Can You Handle a Fixer-Upper?
Buying a home that needs a little (or a lot) of work can be a great way to build equity and wealth, but it’s not for everyone. Here are some questions to ask yourself to see if it’s right for you.
Have you ever done a renovation or built a home before?
What work are you willing/able to take on?
What work will you have to hire a contractor for?
Where will you live during the renovation?
Where will you go if the work takes longer than expected?
How will you fund the renovation?
What will you do if the work goes over budget?
Does renovating a home meet your financial goals?
Not all fixer-uppers require equal fixing - and what needs to be fixed is somewhat subjective. A major rehab for one home buyer is a walk in the park for another. Consider your expertise, your finances, and to what extent you want to tackle a home that requires a lot of work.
You don’t want to buy just any fixer-upper.
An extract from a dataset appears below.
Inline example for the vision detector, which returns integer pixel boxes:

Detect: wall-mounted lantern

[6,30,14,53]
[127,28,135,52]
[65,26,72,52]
You want to buy one that makes sense. While everyone’s priorities will be slightly different, resale value is often a great place to start. Whether you plan on flipping the home or living in it for a while, it’s worth hedging your bets to have your investment pay off once you’re ready to sell.
Here are a few indicators to keep in mind:
Location: Location is always king. After all, you can change a lot about a home, but you usually can’t move it. Look for homes in popular areas or good school districts. If possible, choose ones that offer privacy from busy roads and commercial structures.
Functional layout: Yes, you can move walls, but it gets expensive quickly. The better bet is to focus on finding a layout that allows you to keep things more or less the same.
Structurally sound: Sloping floors, cracks in the walls and water spots are major red flags that the home will need extensive - and expensive - structural repairs. Unless you have experience with this type of work, it may be best to look elsewhere.